Optimizing Therapy Beyond Evidence-Based Medicine




(1)
Dermatologische Praxis & Haarcenter, Wallisellen (Zürich), Switzerland

 





The human body experiences a powerful gravitational pull in the direction of hope. That is why the patient’s hopes are the physician’s secret weapon. They are the hidden ingredients in any prescription.Norman Cousins (1915–1990)

Few dermatologic problems carry as much emotional overtones as the complaint of hair loss. The best way to alleviate the emotional distress related to hair loss is to effectively treat it. As with any medical problem, the patient complaining of hair loss requires a comprehensive medical and drug history, physical examination of the hair and scalp, and appropriate laboratory evaluation to identify the cause.

Prerequisite for delivering appropriate therapy is an understanding of the underlying pathologic dynamics. Once the diagnosis is certain, therapy appropriate for that diagnosis is likely to control the problem.

Although testing medical interventions for efficacy had existed since the time of Avicenna’s The Canon of Medicine in the eleventh century, it was only in the twentieth century that this effort evolved to impact almost all fields of health care and policy. In 1967, American physician and mathematician Alvan R. Feinstein published his seminal work Clinical Judgment, which together with Archie Cochrane’s celebrated book Effectiveness and Efficiency (1972) led to an increasing acceptance of clinical epidemiology and controlled studies during the 1970s and 1980s and prepared the way for the institutional development of EBM in the 1990s. EBM seeks to assess the strength of the evidence of risks and benefits of diagnostic tests and treatments, using techniques from science, engineering, and statistics, such as the systematic review of medical literature, meta-analysis, risk–benefit analysis, and randomized controlled trials.

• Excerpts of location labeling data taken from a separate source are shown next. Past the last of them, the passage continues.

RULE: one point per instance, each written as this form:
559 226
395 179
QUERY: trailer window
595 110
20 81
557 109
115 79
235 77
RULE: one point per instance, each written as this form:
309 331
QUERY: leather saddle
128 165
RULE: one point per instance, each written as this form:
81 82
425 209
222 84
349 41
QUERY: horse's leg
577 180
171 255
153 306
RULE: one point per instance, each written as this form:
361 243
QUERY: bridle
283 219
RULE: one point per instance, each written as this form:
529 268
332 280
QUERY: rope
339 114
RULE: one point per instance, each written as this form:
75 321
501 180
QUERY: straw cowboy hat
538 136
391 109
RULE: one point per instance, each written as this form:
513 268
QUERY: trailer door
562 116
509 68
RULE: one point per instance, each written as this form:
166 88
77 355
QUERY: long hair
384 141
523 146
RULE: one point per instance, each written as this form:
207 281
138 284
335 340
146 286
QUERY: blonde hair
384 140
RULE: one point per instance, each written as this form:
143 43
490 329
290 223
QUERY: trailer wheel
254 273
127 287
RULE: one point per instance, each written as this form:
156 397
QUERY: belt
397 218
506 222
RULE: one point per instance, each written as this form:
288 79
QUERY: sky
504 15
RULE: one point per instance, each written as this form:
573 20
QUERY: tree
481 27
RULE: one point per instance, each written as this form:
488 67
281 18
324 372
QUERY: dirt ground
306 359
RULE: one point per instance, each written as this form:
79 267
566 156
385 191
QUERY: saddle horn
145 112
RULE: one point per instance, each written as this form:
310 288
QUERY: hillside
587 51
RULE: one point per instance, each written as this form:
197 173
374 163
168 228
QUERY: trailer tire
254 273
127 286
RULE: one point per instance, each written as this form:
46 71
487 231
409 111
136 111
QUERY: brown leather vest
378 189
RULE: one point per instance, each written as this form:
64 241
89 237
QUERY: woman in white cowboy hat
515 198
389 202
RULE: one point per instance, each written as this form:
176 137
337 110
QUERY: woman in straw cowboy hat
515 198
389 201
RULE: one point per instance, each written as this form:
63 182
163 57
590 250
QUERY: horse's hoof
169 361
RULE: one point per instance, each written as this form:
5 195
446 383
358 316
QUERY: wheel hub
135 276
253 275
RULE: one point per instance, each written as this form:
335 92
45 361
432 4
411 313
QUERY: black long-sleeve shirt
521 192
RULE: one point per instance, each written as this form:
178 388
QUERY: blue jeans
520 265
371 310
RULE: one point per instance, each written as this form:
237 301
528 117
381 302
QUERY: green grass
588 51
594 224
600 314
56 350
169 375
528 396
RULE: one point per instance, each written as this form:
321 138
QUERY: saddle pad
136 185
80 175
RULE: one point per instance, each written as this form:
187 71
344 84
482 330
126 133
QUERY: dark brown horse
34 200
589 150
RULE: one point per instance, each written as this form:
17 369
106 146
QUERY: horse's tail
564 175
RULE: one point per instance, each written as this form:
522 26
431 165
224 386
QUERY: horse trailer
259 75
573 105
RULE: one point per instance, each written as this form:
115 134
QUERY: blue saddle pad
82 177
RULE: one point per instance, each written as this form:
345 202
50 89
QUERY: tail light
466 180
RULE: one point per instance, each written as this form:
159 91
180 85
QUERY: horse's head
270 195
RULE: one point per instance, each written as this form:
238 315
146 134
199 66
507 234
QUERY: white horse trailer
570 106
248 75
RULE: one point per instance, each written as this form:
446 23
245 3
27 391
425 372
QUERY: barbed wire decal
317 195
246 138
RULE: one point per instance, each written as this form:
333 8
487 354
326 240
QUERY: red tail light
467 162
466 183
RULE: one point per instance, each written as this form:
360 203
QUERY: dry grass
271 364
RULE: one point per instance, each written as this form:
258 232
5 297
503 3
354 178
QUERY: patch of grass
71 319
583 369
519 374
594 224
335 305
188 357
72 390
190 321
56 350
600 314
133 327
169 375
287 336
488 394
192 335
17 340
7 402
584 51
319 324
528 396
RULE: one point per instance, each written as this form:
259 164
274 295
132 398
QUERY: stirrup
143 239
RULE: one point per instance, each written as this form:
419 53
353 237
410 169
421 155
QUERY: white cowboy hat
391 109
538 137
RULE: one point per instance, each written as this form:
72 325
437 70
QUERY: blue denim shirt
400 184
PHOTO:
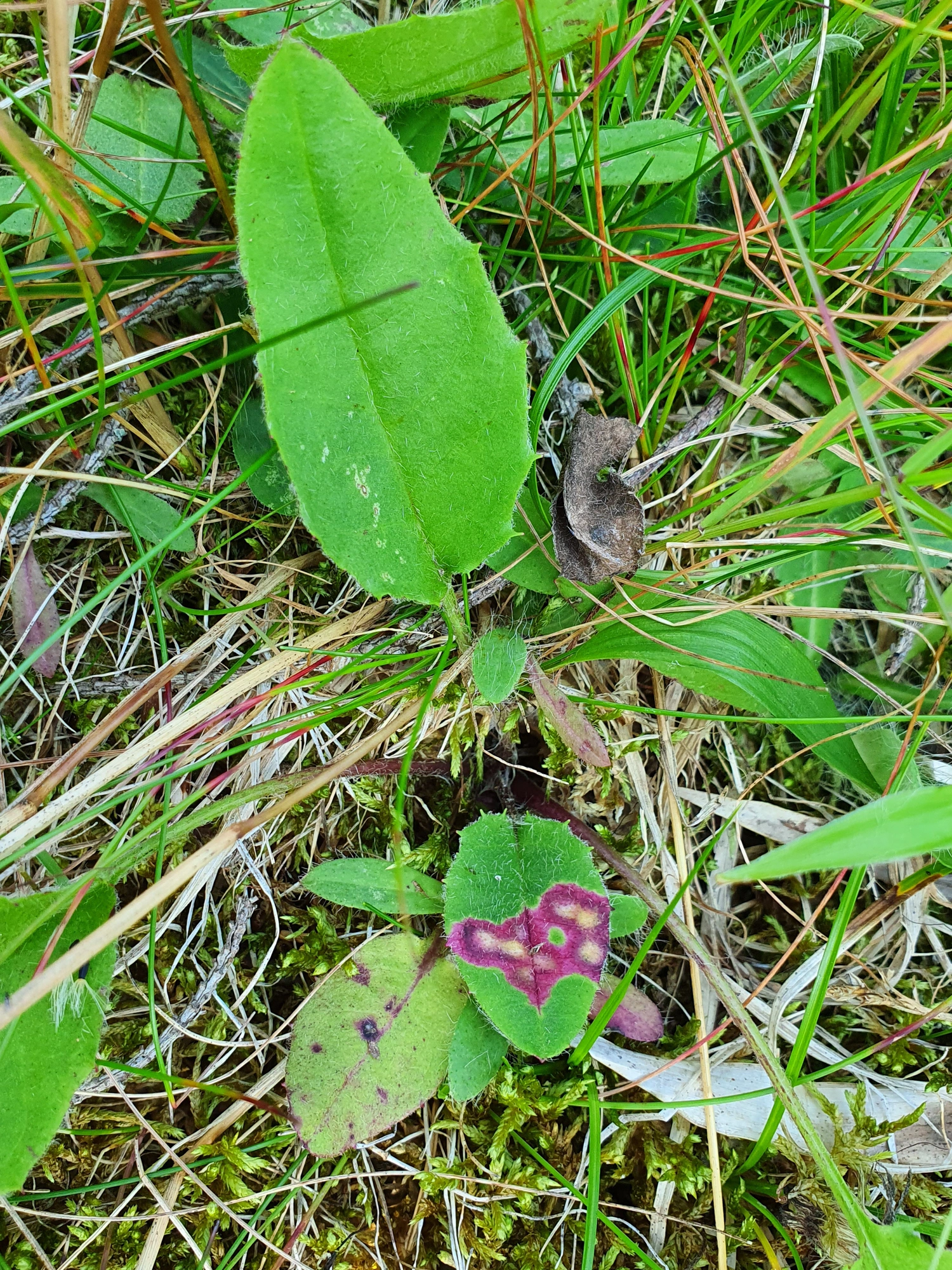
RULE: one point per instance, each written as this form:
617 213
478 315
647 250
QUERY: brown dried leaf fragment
598 525
35 617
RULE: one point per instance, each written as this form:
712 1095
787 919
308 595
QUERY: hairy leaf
422 131
629 914
498 662
152 518
527 918
529 557
371 1047
741 661
915 824
34 613
48 1053
251 439
404 427
473 51
370 883
638 1017
135 126
475 1055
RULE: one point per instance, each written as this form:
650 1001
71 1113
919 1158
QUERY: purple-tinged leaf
567 718
35 617
527 918
638 1017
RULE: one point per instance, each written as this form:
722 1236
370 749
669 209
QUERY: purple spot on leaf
565 934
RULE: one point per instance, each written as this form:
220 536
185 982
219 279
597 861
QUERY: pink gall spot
565 934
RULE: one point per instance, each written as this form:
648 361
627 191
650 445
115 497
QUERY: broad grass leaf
404 426
498 662
135 126
48 1053
472 51
136 509
422 131
370 1048
266 29
30 162
915 824
251 439
527 918
475 1055
629 914
738 660
369 883
529 557
645 153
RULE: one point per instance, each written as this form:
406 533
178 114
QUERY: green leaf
266 29
472 51
404 427
48 1053
369 883
498 661
20 219
536 568
422 131
738 660
152 518
475 1055
527 918
915 824
645 152
629 915
251 439
899 1248
370 1048
135 125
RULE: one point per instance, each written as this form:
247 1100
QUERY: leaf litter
720 620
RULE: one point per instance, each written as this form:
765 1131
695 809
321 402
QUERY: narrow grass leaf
915 824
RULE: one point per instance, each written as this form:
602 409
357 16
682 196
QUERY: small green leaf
527 918
498 661
475 1055
370 1048
369 883
48 1053
629 914
152 518
916 824
135 126
404 427
422 131
251 439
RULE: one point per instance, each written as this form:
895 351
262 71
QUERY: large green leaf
472 51
46 1053
404 427
136 126
915 824
738 660
370 883
371 1047
529 920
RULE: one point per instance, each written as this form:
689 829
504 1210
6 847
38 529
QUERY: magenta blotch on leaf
567 933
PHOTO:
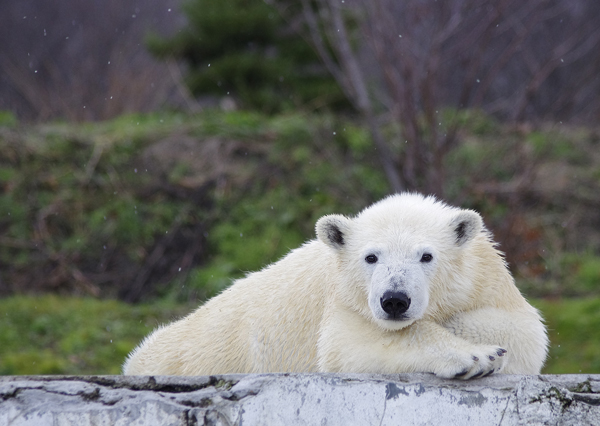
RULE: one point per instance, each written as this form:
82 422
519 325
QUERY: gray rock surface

EBM aims for the ideal that healthcare professionals should make conscientious, explicit, and judicious use of the best available evidence gained from the scientific method to clinical decision-making.

As EBM guidelines on hair loss are rare, a European consensus group was recently constituted to develop guidelines for treatment of androgenetic alopecia. The European consensus group conducted a systematic literature review in Medline, Embase, and Cochrane databases until August 2008. 1,370 publications were found and 51 added by hand search. 85 publications fulfilled the following inclusion criteria for the guideline: prospective study with a number of patients ≥20 (no minimal patient number required in twin studies), age ≥12 years, and with confirmed diagnosis of androgenetic alopecia (diagnosis either clinically or by further diagnostic evaluations, e.g., trichogram, TrichoScan, biopsy). Objective outcome measure of efficacy described for drug therapy was mean change from baseline hair count in target area or measurement of hair growth/loss in target area by global photography.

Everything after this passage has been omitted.